HRW se félicite d'un soutien croissant au contrôle des robots tueurs

Un faux robot tueur exposé à Londres en avril 2013 lors du lancement de la campagne contre les robots tueurs.

Une majorité de pays sont désormais favorables à une réglementation internationale sur les armes autonomes, également appelées "robots tueurs", a affirmé lundi Human Rights Watch, en publiant un rapport sur les positions en la matière de 97 pays.

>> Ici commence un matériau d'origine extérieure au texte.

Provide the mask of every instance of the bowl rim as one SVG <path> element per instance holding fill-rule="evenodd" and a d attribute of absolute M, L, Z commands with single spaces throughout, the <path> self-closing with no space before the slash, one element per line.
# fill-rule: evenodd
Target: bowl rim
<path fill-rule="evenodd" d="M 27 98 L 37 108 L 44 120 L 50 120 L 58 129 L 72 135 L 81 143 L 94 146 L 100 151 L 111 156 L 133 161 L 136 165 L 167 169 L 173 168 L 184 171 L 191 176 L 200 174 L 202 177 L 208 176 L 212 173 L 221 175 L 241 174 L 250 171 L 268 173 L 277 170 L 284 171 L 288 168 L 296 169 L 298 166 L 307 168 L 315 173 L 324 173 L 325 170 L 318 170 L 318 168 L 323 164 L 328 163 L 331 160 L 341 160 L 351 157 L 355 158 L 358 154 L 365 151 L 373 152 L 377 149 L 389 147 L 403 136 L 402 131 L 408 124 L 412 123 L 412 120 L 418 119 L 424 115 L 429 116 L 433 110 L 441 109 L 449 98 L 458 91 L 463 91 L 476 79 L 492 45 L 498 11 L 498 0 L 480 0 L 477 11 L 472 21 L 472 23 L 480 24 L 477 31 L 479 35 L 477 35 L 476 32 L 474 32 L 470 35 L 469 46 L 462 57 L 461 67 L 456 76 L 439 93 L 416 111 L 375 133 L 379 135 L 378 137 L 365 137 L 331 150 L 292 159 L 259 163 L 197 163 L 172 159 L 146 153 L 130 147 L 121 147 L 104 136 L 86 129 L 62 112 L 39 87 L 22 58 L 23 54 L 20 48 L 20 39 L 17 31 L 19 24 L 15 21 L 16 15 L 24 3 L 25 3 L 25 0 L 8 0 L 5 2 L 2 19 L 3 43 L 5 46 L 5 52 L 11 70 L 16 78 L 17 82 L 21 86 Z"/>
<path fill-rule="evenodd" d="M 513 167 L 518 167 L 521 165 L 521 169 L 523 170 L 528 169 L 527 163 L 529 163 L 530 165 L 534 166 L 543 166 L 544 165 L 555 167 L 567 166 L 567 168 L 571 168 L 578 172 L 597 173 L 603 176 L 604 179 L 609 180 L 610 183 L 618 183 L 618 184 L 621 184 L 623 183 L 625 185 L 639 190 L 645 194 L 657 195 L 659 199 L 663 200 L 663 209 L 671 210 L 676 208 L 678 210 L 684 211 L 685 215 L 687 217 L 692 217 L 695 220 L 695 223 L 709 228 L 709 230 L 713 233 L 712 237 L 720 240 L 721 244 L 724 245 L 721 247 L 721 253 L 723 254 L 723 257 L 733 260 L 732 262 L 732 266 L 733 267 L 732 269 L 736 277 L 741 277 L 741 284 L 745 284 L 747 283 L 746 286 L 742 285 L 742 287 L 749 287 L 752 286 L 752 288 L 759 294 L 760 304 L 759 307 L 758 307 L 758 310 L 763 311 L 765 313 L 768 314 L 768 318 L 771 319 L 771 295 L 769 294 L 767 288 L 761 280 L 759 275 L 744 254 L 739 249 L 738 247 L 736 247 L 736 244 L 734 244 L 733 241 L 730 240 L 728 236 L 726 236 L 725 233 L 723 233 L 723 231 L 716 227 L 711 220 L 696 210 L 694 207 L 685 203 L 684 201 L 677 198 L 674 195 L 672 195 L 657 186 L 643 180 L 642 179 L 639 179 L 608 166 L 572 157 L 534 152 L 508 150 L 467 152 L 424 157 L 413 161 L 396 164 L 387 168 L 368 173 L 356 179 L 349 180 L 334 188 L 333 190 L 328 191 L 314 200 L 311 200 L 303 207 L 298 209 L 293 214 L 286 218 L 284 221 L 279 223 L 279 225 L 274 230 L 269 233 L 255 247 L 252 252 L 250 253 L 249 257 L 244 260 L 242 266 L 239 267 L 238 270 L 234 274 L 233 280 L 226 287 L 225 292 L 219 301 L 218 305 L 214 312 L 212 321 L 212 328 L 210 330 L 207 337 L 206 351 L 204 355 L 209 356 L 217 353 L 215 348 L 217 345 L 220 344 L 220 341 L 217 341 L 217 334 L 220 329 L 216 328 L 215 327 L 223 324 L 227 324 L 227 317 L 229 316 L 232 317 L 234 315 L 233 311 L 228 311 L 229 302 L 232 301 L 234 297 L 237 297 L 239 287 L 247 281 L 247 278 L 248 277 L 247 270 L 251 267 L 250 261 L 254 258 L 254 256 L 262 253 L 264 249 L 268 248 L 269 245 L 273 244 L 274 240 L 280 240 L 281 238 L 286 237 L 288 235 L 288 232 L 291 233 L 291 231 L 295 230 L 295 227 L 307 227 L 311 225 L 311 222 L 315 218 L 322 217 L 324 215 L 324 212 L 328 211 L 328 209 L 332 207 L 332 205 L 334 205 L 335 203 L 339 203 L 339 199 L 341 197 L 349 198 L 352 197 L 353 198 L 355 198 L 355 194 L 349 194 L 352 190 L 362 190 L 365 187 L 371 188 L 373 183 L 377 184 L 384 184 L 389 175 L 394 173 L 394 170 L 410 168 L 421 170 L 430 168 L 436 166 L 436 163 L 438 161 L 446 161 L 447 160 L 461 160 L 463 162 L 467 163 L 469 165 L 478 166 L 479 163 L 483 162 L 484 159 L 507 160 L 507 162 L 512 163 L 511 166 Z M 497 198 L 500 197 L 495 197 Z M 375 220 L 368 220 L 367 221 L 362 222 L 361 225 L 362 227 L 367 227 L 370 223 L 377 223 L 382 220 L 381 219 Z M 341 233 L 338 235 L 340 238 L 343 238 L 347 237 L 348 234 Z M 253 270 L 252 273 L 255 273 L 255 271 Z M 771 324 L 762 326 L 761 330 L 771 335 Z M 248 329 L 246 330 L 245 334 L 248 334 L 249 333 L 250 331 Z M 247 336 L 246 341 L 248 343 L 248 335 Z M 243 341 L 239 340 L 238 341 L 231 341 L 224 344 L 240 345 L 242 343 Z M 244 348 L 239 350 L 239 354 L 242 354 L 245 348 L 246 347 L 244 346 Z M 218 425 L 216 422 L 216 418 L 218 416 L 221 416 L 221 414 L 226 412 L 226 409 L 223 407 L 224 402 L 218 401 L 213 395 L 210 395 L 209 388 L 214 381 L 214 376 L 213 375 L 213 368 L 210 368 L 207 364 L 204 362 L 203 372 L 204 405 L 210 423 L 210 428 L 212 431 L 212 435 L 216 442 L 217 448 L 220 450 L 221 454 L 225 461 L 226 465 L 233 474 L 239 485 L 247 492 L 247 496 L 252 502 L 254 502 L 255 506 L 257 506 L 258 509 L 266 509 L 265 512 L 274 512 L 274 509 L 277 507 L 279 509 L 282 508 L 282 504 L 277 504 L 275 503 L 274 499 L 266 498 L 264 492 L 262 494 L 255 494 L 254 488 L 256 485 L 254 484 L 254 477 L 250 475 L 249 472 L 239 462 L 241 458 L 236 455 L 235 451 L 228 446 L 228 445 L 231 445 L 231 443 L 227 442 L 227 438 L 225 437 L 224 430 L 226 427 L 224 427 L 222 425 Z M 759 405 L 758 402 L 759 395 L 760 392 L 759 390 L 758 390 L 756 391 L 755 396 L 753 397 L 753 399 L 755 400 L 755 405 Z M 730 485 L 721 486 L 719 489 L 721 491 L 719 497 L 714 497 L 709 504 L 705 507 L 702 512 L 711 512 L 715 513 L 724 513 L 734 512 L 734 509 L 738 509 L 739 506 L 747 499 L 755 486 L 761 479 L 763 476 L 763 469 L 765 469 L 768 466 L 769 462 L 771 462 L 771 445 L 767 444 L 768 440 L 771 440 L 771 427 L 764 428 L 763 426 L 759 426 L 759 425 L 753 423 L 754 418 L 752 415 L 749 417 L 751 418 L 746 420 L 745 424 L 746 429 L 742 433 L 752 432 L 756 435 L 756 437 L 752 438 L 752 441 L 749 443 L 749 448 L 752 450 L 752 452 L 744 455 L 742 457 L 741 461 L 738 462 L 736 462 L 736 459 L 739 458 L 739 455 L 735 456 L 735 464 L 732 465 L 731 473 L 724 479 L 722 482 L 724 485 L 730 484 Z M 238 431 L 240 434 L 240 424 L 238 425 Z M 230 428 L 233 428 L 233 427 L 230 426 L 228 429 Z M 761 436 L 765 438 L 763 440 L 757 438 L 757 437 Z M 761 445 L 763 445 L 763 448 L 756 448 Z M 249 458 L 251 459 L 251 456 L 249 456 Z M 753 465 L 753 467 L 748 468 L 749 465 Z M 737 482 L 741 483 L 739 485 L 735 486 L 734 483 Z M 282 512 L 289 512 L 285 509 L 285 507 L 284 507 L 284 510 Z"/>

"Chaque pays a le devoir de protéger l'humanité de ces évolutions dangereuses", a estimé Mary Wareham, directrice du plaidoyer auprès de la division Armes de HRW et coordinatrice de la Campagne contre les robots tueurs, ces systèmes d'armement automatisés capables d'identifier et d'éliminer des cibles sans qu'une action humaine soit nécessaire.

"Placer l’usage de la force hors de tout contrôle humain est désormais largement considéré comme une grave menace pour l’humanité qui mérite une action préventive multilatérale urgente", a plaidé la responsable.

Elle s'est félicité d'un soutien croissant à l'interdiction de ces armes, comme le montre un rapport de l'organisation qui a examiné les positions de 97 pays: "La grande majorité d’entre eux considère que le maintien d’un contrôle et d’une prise de décision par des humains est une condition essentielle à l’acceptabilité et à la légalité internationale des systèmes d’armement".

"La plupart de ces pays ont exprimé le désir qu’un nouveau traité soit adopté imposant le maintien du contrôle humain sur l’usage de la force, dont 30 qui ont pris explicitement position en faveur d’une interdiction pure et simple des armes totalement autonomes", selon HRW.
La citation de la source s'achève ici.